We have also experienced an increase in cyber-attacks since Russia started the war in Ukraine. This raises the following questions: “How do I know how vulnerable our company is, whether our systems are secure?” and “How do I talk about information security issues in my company?”.

On the first day of the war, 24 February, the Ministry of Defense instructed public authorities to step up security measures and predicted [1] that cyber incidents would increase in both the public and private sectors. For example, Reuters reports [2] that US banks are bracing for a significant increase in attacks following the sanctions, while Bloomberg reports [3] on the targeted use of the ransomware HermeticWiper to infect data networks and delete data from Ukrainian Interior Ministry systems hours before the invasion began [4].

Unfortunately, in organizations in our region, IT competencies are not always represented in senior management teams, so the discussion on information security governance is not on the agenda of every board. But it is as important a topic as capital adequacy or supply chain continuity. Moreover, industry professionals have acknowledged that nowadays it is no longer a question of whether an organization will experience cyber incidents, but rather when it will happen.

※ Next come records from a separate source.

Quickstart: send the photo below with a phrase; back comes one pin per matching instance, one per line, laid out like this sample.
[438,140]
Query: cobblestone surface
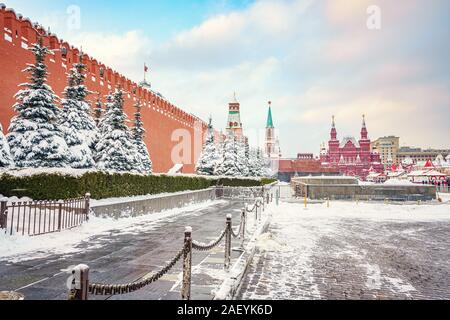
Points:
[347,258]
[122,257]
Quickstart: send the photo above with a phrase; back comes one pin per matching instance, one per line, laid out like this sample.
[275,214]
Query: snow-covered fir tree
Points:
[98,110]
[209,159]
[115,149]
[76,122]
[229,164]
[256,163]
[34,137]
[138,139]
[242,160]
[103,126]
[5,155]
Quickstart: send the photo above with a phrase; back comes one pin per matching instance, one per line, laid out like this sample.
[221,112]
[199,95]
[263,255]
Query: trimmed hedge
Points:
[102,185]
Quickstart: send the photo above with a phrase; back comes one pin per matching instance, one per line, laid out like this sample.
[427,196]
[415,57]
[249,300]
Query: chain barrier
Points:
[207,247]
[109,290]
[79,284]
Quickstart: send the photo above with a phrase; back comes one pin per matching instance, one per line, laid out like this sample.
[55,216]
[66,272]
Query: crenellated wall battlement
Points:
[160,116]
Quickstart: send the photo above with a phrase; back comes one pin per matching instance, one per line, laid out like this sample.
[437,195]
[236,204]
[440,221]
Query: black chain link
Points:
[207,247]
[108,290]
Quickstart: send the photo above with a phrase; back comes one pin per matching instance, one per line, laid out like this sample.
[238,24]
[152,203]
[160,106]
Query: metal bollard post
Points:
[243,226]
[60,204]
[87,205]
[228,243]
[187,265]
[3,205]
[79,283]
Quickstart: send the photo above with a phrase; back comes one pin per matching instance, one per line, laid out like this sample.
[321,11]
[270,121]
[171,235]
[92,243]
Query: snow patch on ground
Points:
[16,249]
[289,272]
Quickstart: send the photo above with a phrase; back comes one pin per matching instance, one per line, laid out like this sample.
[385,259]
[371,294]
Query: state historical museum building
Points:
[349,156]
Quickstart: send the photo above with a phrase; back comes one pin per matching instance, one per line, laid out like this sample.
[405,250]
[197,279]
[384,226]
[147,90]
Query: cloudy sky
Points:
[311,58]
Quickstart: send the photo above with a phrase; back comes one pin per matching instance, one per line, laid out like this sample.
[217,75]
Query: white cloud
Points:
[312,59]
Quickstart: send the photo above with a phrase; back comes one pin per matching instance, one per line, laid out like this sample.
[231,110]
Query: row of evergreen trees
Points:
[233,158]
[42,135]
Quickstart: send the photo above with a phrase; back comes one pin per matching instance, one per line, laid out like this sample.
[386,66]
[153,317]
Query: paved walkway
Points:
[317,255]
[125,257]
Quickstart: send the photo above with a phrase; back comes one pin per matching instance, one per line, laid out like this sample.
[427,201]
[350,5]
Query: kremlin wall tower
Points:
[160,117]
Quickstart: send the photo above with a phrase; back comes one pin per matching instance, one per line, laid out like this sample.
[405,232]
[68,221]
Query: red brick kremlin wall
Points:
[160,117]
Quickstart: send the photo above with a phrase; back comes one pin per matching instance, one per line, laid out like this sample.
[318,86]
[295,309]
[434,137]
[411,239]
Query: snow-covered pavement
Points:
[353,251]
[120,251]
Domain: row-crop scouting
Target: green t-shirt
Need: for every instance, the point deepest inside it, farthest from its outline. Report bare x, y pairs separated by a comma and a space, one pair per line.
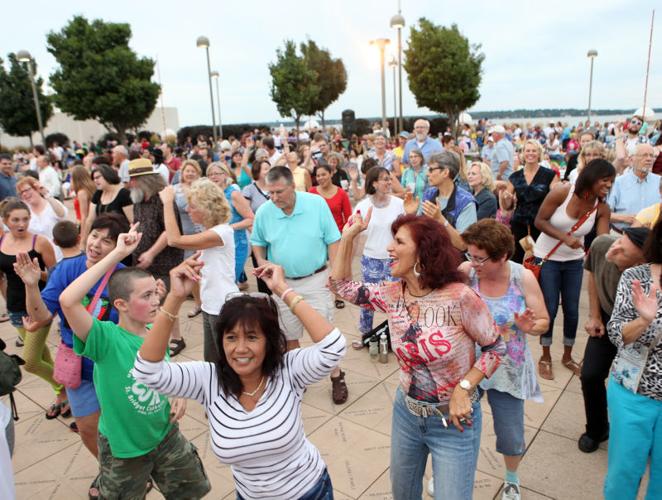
134, 418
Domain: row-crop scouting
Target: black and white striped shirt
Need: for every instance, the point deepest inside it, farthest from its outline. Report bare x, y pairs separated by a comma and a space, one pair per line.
270, 456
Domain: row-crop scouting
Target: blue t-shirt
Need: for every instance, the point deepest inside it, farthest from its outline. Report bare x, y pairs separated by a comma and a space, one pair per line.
63, 274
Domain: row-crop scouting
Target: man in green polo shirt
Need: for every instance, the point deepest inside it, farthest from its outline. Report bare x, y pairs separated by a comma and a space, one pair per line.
296, 231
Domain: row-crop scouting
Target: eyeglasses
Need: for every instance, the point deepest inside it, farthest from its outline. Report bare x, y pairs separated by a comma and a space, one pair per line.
476, 260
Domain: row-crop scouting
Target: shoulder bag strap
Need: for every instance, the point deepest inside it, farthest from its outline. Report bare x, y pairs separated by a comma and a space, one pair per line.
99, 291
574, 228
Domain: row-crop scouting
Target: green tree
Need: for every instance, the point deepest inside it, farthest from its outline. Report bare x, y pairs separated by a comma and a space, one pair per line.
444, 70
17, 112
294, 86
331, 77
100, 77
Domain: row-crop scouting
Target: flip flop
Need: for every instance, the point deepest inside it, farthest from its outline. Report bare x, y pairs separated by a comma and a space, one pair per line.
572, 365
54, 411
545, 370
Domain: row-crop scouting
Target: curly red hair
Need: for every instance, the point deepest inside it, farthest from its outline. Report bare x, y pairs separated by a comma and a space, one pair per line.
438, 259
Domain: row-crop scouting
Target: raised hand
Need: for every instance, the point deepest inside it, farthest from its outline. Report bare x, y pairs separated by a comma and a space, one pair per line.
526, 321
185, 275
167, 195
646, 305
28, 270
411, 203
357, 223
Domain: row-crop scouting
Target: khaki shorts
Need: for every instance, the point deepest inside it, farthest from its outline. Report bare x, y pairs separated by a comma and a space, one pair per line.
315, 292
174, 466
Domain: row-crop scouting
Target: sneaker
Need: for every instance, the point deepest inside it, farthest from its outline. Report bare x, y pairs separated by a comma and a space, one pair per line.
510, 492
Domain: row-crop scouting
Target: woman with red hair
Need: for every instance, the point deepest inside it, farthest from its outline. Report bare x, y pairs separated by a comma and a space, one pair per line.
435, 322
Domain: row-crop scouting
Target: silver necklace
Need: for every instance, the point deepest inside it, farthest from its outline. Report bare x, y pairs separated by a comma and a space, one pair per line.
259, 386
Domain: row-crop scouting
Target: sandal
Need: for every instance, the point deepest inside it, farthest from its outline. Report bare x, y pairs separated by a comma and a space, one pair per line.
339, 390
53, 411
176, 346
193, 313
93, 491
572, 365
545, 370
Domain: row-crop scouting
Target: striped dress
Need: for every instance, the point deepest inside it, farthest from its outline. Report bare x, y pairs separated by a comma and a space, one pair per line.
267, 449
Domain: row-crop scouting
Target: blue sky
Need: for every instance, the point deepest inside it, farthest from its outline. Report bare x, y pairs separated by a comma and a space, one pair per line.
535, 52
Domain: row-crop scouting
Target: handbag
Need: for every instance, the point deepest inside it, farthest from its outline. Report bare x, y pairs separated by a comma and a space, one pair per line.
68, 364
628, 367
535, 266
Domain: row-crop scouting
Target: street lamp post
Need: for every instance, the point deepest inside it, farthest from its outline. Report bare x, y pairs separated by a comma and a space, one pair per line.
203, 42
382, 43
398, 22
216, 76
24, 56
393, 63
592, 54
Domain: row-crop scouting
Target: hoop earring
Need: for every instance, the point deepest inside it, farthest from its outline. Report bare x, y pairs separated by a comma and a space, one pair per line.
417, 273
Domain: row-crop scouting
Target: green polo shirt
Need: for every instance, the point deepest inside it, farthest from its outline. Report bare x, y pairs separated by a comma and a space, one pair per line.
297, 242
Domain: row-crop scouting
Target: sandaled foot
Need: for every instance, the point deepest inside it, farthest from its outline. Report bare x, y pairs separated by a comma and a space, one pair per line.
572, 365
194, 312
176, 346
53, 411
339, 391
545, 369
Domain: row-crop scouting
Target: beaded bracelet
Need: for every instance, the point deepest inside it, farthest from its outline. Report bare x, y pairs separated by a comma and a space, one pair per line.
171, 317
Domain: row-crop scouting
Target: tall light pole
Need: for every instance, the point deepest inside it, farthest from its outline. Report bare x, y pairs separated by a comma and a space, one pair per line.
216, 76
393, 63
382, 43
24, 56
591, 54
398, 22
203, 42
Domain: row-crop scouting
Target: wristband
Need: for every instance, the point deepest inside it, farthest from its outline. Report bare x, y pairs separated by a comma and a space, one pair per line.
295, 302
284, 294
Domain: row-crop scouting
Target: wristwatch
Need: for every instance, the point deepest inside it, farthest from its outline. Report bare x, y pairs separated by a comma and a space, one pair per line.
465, 384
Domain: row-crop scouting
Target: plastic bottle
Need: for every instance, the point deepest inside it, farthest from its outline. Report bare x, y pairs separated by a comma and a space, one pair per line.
373, 347
383, 348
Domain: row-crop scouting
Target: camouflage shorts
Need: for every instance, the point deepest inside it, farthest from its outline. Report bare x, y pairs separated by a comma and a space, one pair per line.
174, 466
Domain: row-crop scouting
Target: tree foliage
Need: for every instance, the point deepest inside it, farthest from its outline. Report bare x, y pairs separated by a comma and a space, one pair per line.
294, 85
331, 77
100, 77
444, 70
17, 111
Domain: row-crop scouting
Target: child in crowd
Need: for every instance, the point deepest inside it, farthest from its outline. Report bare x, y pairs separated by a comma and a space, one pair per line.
137, 438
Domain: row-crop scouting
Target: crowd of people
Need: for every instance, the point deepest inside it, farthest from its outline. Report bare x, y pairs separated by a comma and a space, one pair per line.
468, 243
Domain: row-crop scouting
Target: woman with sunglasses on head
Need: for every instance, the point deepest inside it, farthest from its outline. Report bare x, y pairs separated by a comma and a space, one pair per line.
436, 324
524, 194
516, 303
208, 207
252, 394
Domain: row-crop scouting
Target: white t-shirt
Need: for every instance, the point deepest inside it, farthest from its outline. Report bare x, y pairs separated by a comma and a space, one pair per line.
378, 234
218, 271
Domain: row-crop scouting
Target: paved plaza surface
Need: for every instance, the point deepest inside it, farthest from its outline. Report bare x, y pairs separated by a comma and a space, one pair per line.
51, 463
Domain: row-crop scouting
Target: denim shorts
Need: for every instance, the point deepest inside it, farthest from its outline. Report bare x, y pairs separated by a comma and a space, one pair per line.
83, 400
508, 417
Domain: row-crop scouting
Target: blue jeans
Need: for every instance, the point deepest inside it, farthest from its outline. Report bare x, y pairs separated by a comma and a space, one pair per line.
635, 435
374, 271
454, 454
564, 279
321, 490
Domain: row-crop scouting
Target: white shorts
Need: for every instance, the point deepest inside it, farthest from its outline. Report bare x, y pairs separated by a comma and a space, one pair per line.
315, 292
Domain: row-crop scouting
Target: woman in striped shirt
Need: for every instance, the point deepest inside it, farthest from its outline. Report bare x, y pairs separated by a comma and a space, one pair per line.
253, 394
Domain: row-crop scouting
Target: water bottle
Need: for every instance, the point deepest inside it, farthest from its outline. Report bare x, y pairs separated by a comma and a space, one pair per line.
383, 348
373, 347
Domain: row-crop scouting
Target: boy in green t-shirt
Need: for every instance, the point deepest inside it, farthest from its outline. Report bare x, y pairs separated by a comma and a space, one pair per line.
136, 437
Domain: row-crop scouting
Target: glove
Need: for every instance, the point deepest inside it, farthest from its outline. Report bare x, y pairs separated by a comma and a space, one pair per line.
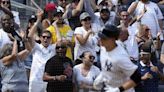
111, 89
98, 83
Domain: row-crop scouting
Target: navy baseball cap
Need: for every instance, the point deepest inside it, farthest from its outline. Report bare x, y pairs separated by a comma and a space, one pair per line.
109, 31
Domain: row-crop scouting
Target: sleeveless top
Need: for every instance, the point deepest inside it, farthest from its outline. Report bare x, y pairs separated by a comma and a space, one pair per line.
14, 77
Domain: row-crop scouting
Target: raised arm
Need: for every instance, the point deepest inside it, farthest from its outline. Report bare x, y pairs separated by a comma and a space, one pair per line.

In order to help managers of organizations to address and improve their understanding of cyber security and information protection issues, Digital Mind recommends using the Cyber-Risk Oversight Handbook developed by ecoDa and published [5] by the Baltic Institute for Corporate Governance.  It is intended to serve as a cheat sheet for Board and Supervisory Board members to build cyber-awareness and structure the internal conversation. The handbook defines 5 key principles to pay attention to when managing security risks and offers practical tools – questions for discussion with the internal team, self-assessment questionnaires to assess the knowledge of Board and Supervisory Board members, etc.

Principle 1 provides the basis for strategic risk management, while Principles 2 and 3 provide additional guidance in assessing risks and identifying appropriate strategies. Principles 4 and 5 provide guidance on what the board should expect management to do to address cybersecurity as an enterprise-wide risk management issue. More information on these principles and strategies can be found in the electronic handbook.

Written in an easy-to-read and practical format for managers to use in their day-to-day work of communicating and raising awareness of cyber security within the company.